予期しなかったことに慌ててバシャバシャと暴れる萌を、引っ張り上げる。抱っこされると咳込みながら、性懲りもなく反撃し、再び放り投げ込まれた。
晴日はゲラゲラ笑って萌を抱き上げると、顔をくしゃくしゃにして晴日の首にしがみ付いた。
「ひ…ひどい!」
「浮き輪使えよ」
「晴さんの鬼!」
「また投げるぞ?」
「やだあ」
どんどん沖に歩いて行く晴日が楽しそうに笑うと、萌がびーびー泣き出した。
「何してんですか、先刻から」
美空を乗せたバナナボートを引きながら、十玖が近寄って来た。
「とーくちゃ~ん。晴さんがイジメるよぉ」
言って手を広げ、助けを乞う。
ぐしゃぐしゃになって泣く従妹を「はいはい」と言って抱っこする。背中を擦られ、安心しきった萌から、十玖はいきなり手を放した。
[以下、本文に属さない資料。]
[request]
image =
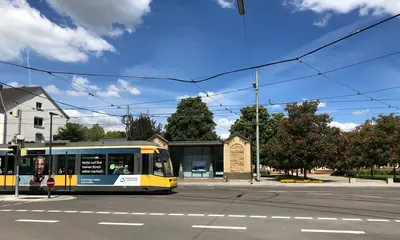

ドボッと水しぶきを上げ、あっぷあっぷする萌を晴日が救い上げた。ぎっちりと晴日の首にしがみ付き、パニックになった猫の様相を見せる萌に、十玖と晴日は爆笑し、「十玖ってば」と非難しつつ、美空が笑いを噛み殺しているのがバレバレだ。
「とーくちゃんのバカ!」
「はいはい。でも萌の彼氏は晴さんでしょ? そうやってしっかり捕まえてなさいね」
「二人とも萌ちゃんで遊びすぎ。可哀想でしょ」
とか言いながら、美空も完全に笑いは殺せてないけれど。
「美空さ~ん。大好き」
「美空は僕のだよ」
「萌にまで妬くな」
「だって…萌が日焼け止め塗ってるし! 僕だって美空の水着見たかったのに」
心配でそれどころではなくなってしまった。
十玖はむすっとしてそっぽを向くと、「ずっとこうして機嫌悪いの」と美空が苦笑して肩を竦めた。
「とーくちゃんてすんごいヤキモチ妬きなんだ」
「そうだよ! 悪い?」
「…美空さん。とーくちゃんヨロシクね」
「それは勿論だけど、お兄ちゃんも相当だからね?」
「え~ぇ」
本気で嫌そうな顔をする。
「なんだその反応は。また放り投げるぞ?」
「やだっ! …そう言えば、さっきパパにヤキモチ妬いてたよね?」
にこやかに暴露すると、十玖と美空が吹き出した。
「悪いか」
言って、晴日は萌を道連れに潜り、もがく彼女にキスをする。
水中のことに興味がない二人は、すいーっと移動を始めた。